High Drug Prices Said Pressuring US Medicare

26.07.2016 -

Drugmakers who supply Medicare, the US health insurance for the elderly, are raking in billions of dollars for “pricey medications” at taxpayer expense, a report by the news agency Associated Press said provocatively, citing “government numbers”

A report by the US government’s accounting bureau, Office of the Actuary, said the cost of Medicare's catastrophic illness prescription coverage leapt forward 85% in three years from 2013 to 2015 from $27.7 billion to $51.3 billion  Two hepatitis C treatments, Harvoni and Solvadi – both manufactured by biopharmaceuticals producer Gilead – ran up costs of nearly $7.5 billion in 2015, double the 2013 figure.

The pharmaceutical industry has questioned the government’s numbers, saying they overstate costs because they don't factor in manufacturers’ rebates; however, drugmakers have come in for heavy criticism recently, in particular during the presidential campaign. Rebates for individual drugs, which are not disclosed, reportedly averaged nearly 13% across the entire program in 2013 and were estimated at about 17 percent for 2015.

Most of those who benefit from Medicare's catastrophic illness coverage, originally designed to protect retirees with multiple chronic conditions from the cumulatively high costs of taking many different pills, pay 5% of the drugs’ costs after spending $4,850 of their own money. With some drugs now costing more than $1,000 per pill, that threshold can be crossed quickly, AP noted.

Medicare spending for Harvoni and Sovaldi more than doubled from 2014 to 2015, rising nearly $7.5 billion in 2015, the US figures show. Harvoni topped the list of Medicare's high-cost drugs in 2015, Sovaldi in 2014. Revlimid, a cancer drug made by biotech company Celgene surpassed $1.7 billion in catastrophic costs in 2015 and was second most expensive in that year behind Harvoni.

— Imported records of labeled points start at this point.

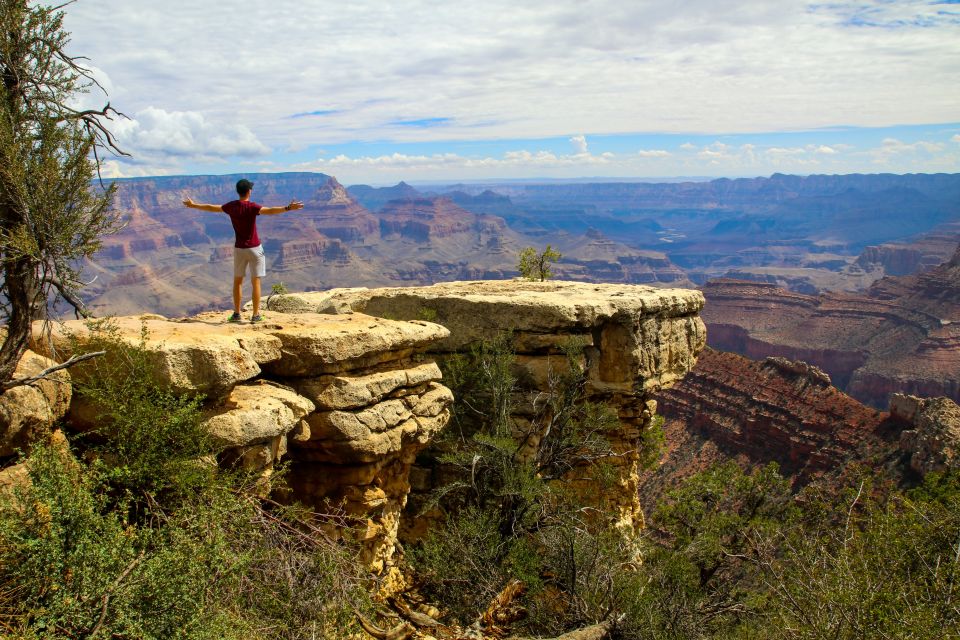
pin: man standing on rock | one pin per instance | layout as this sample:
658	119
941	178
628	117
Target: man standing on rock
247	249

Fifth most expensive prescription drug was Novartis’ Gleevec, a breakthrough treatment for leukemia launched in 2001. It cost Medicaid more than $1 billion in 2015, up 54% against 2013.

According to AP, catastrophic illness spending accounted for 37% of Medicare's total drug cost of nearly $137 billion in 2015. But as only about 9% percent of beneficiaries reached the reimbursement threshold, their drug costs jumped by 46 % between 2013 and 2015.

The US Congress has threatened to clamp down on drugmakers seen as overpricing their products, as this is seen as burdening the largely taxation-financed benefits program. Presidential candidates as well as the Obama administration have proposed giving Medicare legal authority to negotiate prices.